Domain Decomposition using Eight-Shell method

eighth shell domain decomposition

In this way, each domain only needs to communicate with neighboring domains in one direction as long as none of the domain’s dimension shorter than the longest cut-off.

Domain Decomposition not only applies to Molecular Dynamics (MD) but also to Computational Fluid Dynamics (CFD), Finite Elements methods, Climate- & Weather simulations and many more.

MD Literature:

  1. Larsson P, Hess B, Lindahl E.; Algorithm improvements for molecular dynamics simulations.
    Wiley Interdisciplinary Reviews: Computational Molecular Science 2011; 1: 93–108. doi:10.1002/wcms.3
  2. Allen MP, Tildesley DJ; Computer Simulation of Liquids. Second Edition. Oxford University Press; 2017.
  3. Frenkel D, Smit B; Understanding Molecular Simulation: From Algorithms to Applications. 2nd Edition. Academic Press; 2001.

Load Distribution

Generally speaking, the goal is to distribute the work across the available resources (processors) as evenly as possible, as this will result in the shortest amount of time and avoids some resources being left unused.

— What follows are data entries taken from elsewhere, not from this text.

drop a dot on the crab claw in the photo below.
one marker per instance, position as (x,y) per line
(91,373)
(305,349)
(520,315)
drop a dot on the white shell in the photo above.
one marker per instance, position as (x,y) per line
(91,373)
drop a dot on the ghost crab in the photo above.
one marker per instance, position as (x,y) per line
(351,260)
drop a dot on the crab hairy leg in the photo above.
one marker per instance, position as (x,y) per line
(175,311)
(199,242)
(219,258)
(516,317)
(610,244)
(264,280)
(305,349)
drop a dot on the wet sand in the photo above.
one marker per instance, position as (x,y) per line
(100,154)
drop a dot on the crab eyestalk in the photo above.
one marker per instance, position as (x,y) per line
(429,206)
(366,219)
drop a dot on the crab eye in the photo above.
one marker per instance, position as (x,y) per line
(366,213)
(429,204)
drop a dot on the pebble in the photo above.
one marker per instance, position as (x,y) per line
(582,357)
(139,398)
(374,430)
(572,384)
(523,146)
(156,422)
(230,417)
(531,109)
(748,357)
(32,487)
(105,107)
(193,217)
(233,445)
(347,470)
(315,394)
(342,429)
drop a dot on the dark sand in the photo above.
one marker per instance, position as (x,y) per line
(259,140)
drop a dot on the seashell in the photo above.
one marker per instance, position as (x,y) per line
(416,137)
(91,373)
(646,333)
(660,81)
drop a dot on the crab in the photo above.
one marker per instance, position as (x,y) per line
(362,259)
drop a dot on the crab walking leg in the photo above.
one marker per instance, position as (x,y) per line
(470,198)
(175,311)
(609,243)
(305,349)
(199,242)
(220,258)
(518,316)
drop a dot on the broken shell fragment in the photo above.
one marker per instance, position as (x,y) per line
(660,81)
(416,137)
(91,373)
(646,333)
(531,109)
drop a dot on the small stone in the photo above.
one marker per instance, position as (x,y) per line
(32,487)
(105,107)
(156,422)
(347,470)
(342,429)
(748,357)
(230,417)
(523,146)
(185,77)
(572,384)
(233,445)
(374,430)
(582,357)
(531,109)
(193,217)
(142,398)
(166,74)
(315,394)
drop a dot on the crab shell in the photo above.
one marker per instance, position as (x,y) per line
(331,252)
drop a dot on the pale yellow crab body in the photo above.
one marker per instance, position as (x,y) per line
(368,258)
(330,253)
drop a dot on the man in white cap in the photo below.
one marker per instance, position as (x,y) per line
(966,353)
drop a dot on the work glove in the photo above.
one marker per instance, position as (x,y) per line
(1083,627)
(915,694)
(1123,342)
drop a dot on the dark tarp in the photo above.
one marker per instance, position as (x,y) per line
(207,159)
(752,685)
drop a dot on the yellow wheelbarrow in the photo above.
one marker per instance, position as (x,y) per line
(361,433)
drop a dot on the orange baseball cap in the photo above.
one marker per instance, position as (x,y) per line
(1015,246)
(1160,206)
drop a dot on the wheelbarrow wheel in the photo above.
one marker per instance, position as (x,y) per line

Ideal Load: all tasks have the same size

An ideal load distribution might look like this:

Ideal Load


Unbalanced Load: the size of tasks differs

Whereas if the tasks that are distributed have varying length, the program needs to wait for the slowest task to finish. Such situations are even worse in cases where parallel execution is followed by a synchronization step, before proceeding to the next iteration of a larger-scope loop (e.g. next time-step, generation).

Unbalanced Load


Balanced Load: pairing long and short tasks

In cases where the length of independent tasks can reasonably well be estimated, tasks of different lengths can be combined to “chunks” of similar length.

Balanced Load


Larger Chunk-size evens out the size of tasks

Chunks consisting of many tasks (large chunk-size) can result relatively consistent lengths of the chunks, even if the lengths of the tasks are not pre-determined and have large variations. However, this can lead to situations, where a large fraction of the processors is left unused, when by chance, a chunk consists of many very long tasks, or as in the figure below, the number of chunks is sightly larger than the closest multiple of the processors.

large chunk size


Smaller Chunk-size can sometimes behave better

Smaller chunk-sizes (and therefore more chunks) are better in avoiding waste of resources during the last step, however are inferior in averaging out the different lengths of tasks.

small chunk size

Task-queues

Creating a queue (list) of independent tasks which are processed asynchronously can improve the utilization of resources especially if the tasks are sorted from the longest to the shortest.

However, special care needs to be taken to avoid race-conditions, where two processes take the same task from the stack. Having a dedicated manager- process to assign the work to the compute processes introduces overhead and can become a bottle-neck when a very large number of computing processes are involved.

This also increases the amount of communication needed.

Key Points

  • Efficiently parallelizing a serial code needs some careful planning and comes with an overhead.

  • Shorter independent tasks need more overall communication.

  • Longer tasks can cause other resources to be left unused.

  • Large variations of tasks-lengths can cause resources to be left unused, especially if the length of a task cannot be approximated upfront.

  • There are many textbooks and publications that describe different parallel algorithms. Try finding existing solutions for similar problems.

  • Domain Decomposition can be used in many cases to reduce communication by processing short-range interactions locally.